En l’affaire Zeki Bayhan c. Turquie,
La Cour européenne des droits de l’homme (quatrième section), siégeant en une chambre composée de :
Nicolas Bratza, président,
Lech Garlicki,
Giovanni Bonello,
Ljiljana Mijović,
David Thór Björgvinsson,
Ledi Bianku,
Işıl Karakaş, juges,
et de Lawrence Early, greffier de section,
Après en avoir délibéré en chambre du conseil le 7 juillet 2009,
Rend l’arrêt que voici, adopté à cette date :
PROCÉDURE
1. A l’origine de l’affaire se trouve une requête (no 6318/02) dirigée contre la République de Turquie et dont un ressortissant de cet Etat, M. Zeki Bayhan (« le requérant »), a saisi la Cour le 22 juin 2001 en vertu de l’article 34 de la Convention de sauvegarde des droits de l’homme et des libertés fondamentales (« la Convention »).
2. Le requérant est représenté par Me T. Aslan, avocate à İzmir. Le gouvernement turc (« le Gouvernement ») est représenté par son agent.
3. Le 15 mai 2007, le président de la quatrième section a décidé de communiquer les griefs tirés de l’article 6 de la Convention au Gouvernement. Comme le permet l’article 29 § 3 de la Convention, il a en outre été décidé que la chambre se prononcerait en même temps sur la recevabilité et le fond de l’affaire.
EN FAIT
LES CIRCONSTANCES DE L’ESPÈCE
4. Le requérant est né en 1976 et réside à Hakkari.

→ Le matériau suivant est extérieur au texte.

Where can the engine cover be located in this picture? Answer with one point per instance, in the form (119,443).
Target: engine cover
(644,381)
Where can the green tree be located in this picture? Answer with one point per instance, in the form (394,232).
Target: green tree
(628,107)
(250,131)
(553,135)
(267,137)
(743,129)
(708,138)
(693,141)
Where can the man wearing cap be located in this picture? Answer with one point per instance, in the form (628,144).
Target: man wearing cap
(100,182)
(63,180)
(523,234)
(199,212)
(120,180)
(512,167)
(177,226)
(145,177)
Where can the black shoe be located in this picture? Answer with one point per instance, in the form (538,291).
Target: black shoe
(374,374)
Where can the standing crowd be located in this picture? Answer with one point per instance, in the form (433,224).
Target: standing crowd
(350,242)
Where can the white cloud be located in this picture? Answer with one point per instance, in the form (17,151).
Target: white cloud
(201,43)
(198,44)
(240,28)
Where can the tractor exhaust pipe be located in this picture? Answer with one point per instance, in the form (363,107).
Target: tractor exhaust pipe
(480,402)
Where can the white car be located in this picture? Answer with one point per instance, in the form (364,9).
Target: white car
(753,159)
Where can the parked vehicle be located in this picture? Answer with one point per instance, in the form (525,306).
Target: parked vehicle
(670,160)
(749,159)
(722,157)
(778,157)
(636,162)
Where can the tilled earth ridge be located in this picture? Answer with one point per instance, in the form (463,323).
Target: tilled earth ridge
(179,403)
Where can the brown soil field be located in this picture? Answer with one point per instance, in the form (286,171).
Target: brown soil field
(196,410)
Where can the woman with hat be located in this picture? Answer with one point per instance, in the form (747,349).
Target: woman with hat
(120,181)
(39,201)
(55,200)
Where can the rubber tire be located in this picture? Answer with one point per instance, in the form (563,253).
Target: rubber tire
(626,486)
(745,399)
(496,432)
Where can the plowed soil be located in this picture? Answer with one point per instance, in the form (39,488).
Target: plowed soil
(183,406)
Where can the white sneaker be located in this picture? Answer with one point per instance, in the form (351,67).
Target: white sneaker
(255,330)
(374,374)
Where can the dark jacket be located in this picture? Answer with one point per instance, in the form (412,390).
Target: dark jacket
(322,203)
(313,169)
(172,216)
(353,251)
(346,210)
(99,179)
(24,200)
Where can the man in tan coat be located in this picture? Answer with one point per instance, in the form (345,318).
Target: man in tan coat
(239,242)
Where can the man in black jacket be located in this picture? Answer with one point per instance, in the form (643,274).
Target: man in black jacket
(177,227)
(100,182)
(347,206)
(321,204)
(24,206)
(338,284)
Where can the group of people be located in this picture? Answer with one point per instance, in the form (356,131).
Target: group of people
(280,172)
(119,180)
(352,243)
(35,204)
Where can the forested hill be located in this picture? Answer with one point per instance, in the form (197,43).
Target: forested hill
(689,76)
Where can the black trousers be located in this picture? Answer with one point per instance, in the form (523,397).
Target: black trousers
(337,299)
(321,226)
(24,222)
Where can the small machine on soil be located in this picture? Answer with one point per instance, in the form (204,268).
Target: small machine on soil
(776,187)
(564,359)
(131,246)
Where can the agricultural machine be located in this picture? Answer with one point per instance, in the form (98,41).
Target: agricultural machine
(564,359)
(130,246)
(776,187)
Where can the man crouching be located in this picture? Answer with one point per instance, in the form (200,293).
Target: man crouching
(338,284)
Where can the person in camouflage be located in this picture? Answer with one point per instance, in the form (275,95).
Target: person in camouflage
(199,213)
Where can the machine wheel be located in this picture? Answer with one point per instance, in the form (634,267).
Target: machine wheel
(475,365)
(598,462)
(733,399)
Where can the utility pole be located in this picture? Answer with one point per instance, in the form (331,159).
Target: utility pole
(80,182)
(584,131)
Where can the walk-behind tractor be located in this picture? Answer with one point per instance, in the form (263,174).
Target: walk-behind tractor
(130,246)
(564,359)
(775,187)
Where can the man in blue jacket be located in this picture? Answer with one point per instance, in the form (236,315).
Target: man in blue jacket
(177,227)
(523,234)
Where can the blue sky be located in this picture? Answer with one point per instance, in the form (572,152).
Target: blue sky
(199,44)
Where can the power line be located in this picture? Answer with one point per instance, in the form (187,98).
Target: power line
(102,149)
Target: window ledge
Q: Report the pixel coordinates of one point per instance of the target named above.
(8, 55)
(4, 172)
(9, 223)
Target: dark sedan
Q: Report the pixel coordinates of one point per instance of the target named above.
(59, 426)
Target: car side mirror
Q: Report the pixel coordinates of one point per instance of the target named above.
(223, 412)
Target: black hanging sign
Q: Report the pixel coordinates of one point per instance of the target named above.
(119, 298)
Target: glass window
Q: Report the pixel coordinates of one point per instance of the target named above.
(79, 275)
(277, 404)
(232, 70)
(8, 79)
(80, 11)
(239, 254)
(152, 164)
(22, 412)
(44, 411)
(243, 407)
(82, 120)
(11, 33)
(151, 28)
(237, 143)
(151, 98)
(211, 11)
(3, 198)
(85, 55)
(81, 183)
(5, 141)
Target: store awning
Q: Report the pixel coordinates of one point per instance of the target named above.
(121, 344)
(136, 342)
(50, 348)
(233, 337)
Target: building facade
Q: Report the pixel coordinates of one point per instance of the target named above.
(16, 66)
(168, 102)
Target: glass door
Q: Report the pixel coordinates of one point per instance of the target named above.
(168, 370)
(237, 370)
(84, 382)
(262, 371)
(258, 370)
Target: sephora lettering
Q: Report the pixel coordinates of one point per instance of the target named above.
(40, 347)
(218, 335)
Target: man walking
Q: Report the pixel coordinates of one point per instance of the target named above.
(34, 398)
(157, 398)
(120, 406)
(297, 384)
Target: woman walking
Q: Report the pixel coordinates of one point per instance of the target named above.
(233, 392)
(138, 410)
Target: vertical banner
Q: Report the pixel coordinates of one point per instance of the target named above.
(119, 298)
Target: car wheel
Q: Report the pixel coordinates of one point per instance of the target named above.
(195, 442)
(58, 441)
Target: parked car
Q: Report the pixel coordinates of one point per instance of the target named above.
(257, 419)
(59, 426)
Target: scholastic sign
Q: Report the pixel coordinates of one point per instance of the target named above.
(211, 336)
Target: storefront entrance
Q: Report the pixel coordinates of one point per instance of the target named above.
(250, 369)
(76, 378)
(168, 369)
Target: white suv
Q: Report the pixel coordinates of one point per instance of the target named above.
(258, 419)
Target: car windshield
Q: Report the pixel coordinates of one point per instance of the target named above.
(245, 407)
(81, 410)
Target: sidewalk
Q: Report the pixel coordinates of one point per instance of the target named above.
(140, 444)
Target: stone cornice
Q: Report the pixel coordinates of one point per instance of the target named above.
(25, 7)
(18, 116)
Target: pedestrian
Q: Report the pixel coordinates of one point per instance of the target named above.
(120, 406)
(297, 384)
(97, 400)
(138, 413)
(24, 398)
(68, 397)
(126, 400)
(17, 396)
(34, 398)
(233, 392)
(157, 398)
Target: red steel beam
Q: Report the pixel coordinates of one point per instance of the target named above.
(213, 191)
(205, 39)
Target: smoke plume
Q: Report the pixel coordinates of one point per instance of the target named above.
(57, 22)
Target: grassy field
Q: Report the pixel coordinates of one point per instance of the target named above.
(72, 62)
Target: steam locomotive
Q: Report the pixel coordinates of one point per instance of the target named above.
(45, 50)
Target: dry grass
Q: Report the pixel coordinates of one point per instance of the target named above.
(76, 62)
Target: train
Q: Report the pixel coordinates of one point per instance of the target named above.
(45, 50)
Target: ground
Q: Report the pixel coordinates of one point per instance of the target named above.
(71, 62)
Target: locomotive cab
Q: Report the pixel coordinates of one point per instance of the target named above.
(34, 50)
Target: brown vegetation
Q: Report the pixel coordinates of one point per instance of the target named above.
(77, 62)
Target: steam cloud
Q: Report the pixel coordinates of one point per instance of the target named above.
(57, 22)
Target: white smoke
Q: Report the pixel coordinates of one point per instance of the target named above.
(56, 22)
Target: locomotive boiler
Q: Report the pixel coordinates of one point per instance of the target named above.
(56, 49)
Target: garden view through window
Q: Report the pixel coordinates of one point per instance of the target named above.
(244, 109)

5. Le 24 juin 1998, il fut arrêté avec six autres personnes par la police d’İzmir parce qu’il était soupçonné d’être membre du PKK[1] et d’avoir à ce titre perpétré des attentats à la bombe.
6. Devant la police, le requérant et les autres suspects reconnurent les faits qui leur étaient reprochés. Au cours de la garde à vue, la police procéda à de nombreux actes d’enquête, déplacements sur les lieux et perquisitions, saisies de matériels explosifs et d’armes à feu, expertises sur les explosifs et les preuves matérielles retrouvés sur les lieux de l’incident et lors des perquisitions, confrontation des suspects, identification sur présentation de photographies, expertise graphologique concernant le requérant, ainsi que relevés et expertises d’empruntes digitales sur les explosifs.
7. Le 28 juin 1998, le requérant s’entretint avec son avocate entre 11 heures et 11 h 10. Selon le procès-verbal, l’avocate lui rappela ses droits et l’interrogea pour savoir s’il avait un quelconque besoin, à quoi il répondit par la négative.
8. Entendu le 29 juin 1998 par le procureur de la République près la cour de sûreté de l’Etat d’İzmir (« le procureur de la République » – « la cour de sûreté »), le requérant décrivit ses activités au sein de l’organisation illégale et reconnut avoir organisé et commandité les trois attentats à la bombe. Interrogé sur sa déposition de garde à vue, il en confirma la teneur devant le procureur. Il accepta sans autre commentaire les actes d’enquête effectués lors de la garde à vue.
9. Le même jour, il fut traduit devant le juge assesseur près la cour de sûreté devant lequel il déposa dans les mêmes termes que devant le procureur de la République. Le juge ordonna son placement en détention provisoire.
10. Ni devant le procureur de la République ni devant le juge assesseur le requérant ne fit état de mauvais traitements.
11. Le 9 juillet 1998, le procureur de la République inculpa le requérant et six autres personnes du chef d’atteinte à l’intégrité territoriale de l’Etat et d’aide et assistance à une organisation illégale, infractions visées aux articles 125 et 169 de l’ancien code pénal.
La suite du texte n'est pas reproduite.